Grandma Ruth was known for her cakes and pies.  One of the recipes that I associate with Grandma Ruth is gingerbread.  Her gingerbread is of the cake variety, not the cookie type.  In today's world, it seems like desserts run toward chocolate more often than anything with fruits being a close second, but in years past, spices were what cooks relied on to keep things interesting, and brown sugar and molasses were more affordable sweeteners than white sugar.  The age of this recipe is shown by its use of these ingredients along with its half cup of boiling water from the wood cookstove's ever-present teakettle.  In addition to the boiling water, here is what is needed to make this old-fashioned dessert:


1/3 cup brown sugar
1/3 cup shortening
1 egg
1/3 cup molasses (I think mild flavored is best for this.)
3/4 teaspoon nutmeg
3/4 teaspoon cloves (I scant this)
1/4 teaspoon ginger
dash vanilla
3/4 teaspoon baking powder
3/4 teaspoon baking soda
1 1/2 cups sifted flour

Of course, as is so often the case with Grandma Ruth's recipes, the instructions for this recipe are sparse.  They simply say, "If mixing by hand, be sure to alternate flour and water."  I'll be a little more specific than that for all of you.

If baking this in a wood cookstove, build your fire such that you will have a moderate oven (350ºF).  Grease an 8" x 8" square cake pan.

1. Cream the brown sugar and shortening.


2. Add the egg and molasses and beat them in.

3. Add the nutmeg, cloves, ginger, and vanilla.


4. Beat in the baking soda and the baking powder next.


5. Alternately add the sifted flour and the half cup boiling water by starting with a half cup flour, then a quarter cup of the water, another half cup of flour, the rest of the boiling water, and the remaining half cup of flour.  The batter will become fluffy as the boiling water reacts with the leavening agents.
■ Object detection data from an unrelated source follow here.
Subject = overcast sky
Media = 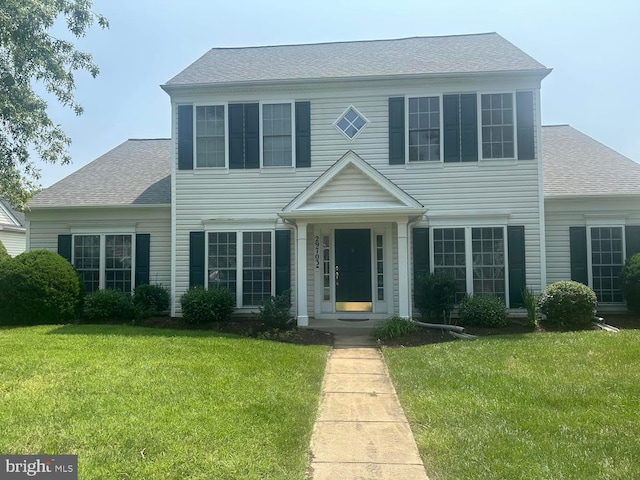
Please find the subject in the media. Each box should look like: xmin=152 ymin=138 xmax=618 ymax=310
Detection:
xmin=41 ymin=0 xmax=640 ymax=187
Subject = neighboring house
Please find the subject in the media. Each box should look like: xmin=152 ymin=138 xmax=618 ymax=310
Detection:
xmin=28 ymin=33 xmax=640 ymax=326
xmin=0 ymin=198 xmax=27 ymax=257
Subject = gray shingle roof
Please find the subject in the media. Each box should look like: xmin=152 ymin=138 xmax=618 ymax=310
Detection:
xmin=29 ymin=139 xmax=171 ymax=208
xmin=542 ymin=125 xmax=640 ymax=197
xmin=166 ymin=33 xmax=546 ymax=87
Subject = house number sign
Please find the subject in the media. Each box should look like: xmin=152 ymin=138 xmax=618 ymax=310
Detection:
xmin=313 ymin=235 xmax=320 ymax=270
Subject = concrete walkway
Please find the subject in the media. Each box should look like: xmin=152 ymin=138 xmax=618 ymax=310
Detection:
xmin=310 ymin=336 xmax=428 ymax=480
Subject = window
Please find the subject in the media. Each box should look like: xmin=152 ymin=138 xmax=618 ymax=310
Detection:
xmin=196 ymin=105 xmax=225 ymax=167
xmin=591 ymin=227 xmax=624 ymax=303
xmin=73 ymin=234 xmax=133 ymax=293
xmin=481 ymin=93 xmax=515 ymax=158
xmin=335 ymin=107 xmax=369 ymax=140
xmin=433 ymin=228 xmax=467 ymax=303
xmin=207 ymin=231 xmax=273 ymax=307
xmin=262 ymin=103 xmax=292 ymax=167
xmin=471 ymin=227 xmax=506 ymax=300
xmin=409 ymin=97 xmax=440 ymax=162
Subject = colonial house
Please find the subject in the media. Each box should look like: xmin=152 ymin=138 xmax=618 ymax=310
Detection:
xmin=27 ymin=33 xmax=640 ymax=326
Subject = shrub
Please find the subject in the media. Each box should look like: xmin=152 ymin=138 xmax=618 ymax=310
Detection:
xmin=538 ymin=281 xmax=598 ymax=327
xmin=0 ymin=250 xmax=80 ymax=325
xmin=620 ymin=253 xmax=640 ymax=315
xmin=458 ymin=295 xmax=507 ymax=327
xmin=84 ymin=289 xmax=136 ymax=322
xmin=180 ymin=286 xmax=236 ymax=325
xmin=258 ymin=290 xmax=293 ymax=329
xmin=415 ymin=273 xmax=456 ymax=322
xmin=372 ymin=315 xmax=416 ymax=340
xmin=133 ymin=285 xmax=170 ymax=317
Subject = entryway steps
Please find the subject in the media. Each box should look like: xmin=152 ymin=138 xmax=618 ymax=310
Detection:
xmin=309 ymin=344 xmax=428 ymax=480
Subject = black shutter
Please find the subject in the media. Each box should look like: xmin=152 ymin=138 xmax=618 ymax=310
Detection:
xmin=178 ymin=105 xmax=193 ymax=170
xmin=625 ymin=226 xmax=640 ymax=258
xmin=569 ymin=227 xmax=589 ymax=285
xmin=296 ymin=102 xmax=311 ymax=168
xmin=460 ymin=93 xmax=478 ymax=162
xmin=189 ymin=232 xmax=204 ymax=287
xmin=389 ymin=97 xmax=404 ymax=165
xmin=507 ymin=225 xmax=527 ymax=308
xmin=413 ymin=228 xmax=430 ymax=298
xmin=136 ymin=233 xmax=151 ymax=287
xmin=442 ymin=95 xmax=460 ymax=162
xmin=244 ymin=103 xmax=260 ymax=168
xmin=229 ymin=103 xmax=244 ymax=168
xmin=275 ymin=230 xmax=291 ymax=295
xmin=516 ymin=92 xmax=535 ymax=160
xmin=58 ymin=235 xmax=71 ymax=263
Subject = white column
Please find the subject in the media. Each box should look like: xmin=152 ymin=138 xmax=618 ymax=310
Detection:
xmin=296 ymin=223 xmax=309 ymax=327
xmin=398 ymin=222 xmax=411 ymax=318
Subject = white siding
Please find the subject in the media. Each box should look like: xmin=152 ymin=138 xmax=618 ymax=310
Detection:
xmin=0 ymin=231 xmax=27 ymax=257
xmin=27 ymin=206 xmax=171 ymax=287
xmin=173 ymin=79 xmax=541 ymax=315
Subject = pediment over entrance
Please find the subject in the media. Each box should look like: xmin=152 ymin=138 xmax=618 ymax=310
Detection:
xmin=281 ymin=150 xmax=425 ymax=217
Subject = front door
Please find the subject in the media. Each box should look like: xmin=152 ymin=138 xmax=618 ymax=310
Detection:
xmin=334 ymin=229 xmax=372 ymax=312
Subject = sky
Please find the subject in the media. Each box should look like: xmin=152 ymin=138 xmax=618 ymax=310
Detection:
xmin=36 ymin=0 xmax=640 ymax=187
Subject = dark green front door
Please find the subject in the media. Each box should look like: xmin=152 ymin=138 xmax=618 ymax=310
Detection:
xmin=335 ymin=229 xmax=372 ymax=312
6. Pour the batter into your prepared pan and bake in a moderate oven until it tests done.  Mine took 23 minutes.


7. In my family, gingerbread is always served with sweetened whipped cream on top.

This recipe has what I would call "old world flavor."  The molasses and spices hearken back to a time when people's tastes in desserts were entirely different from what we are used to now, and with each forkful my imagination runs wild with what my great-great grandparents might have been thinking as they enjoyed this same recipe over a century ago.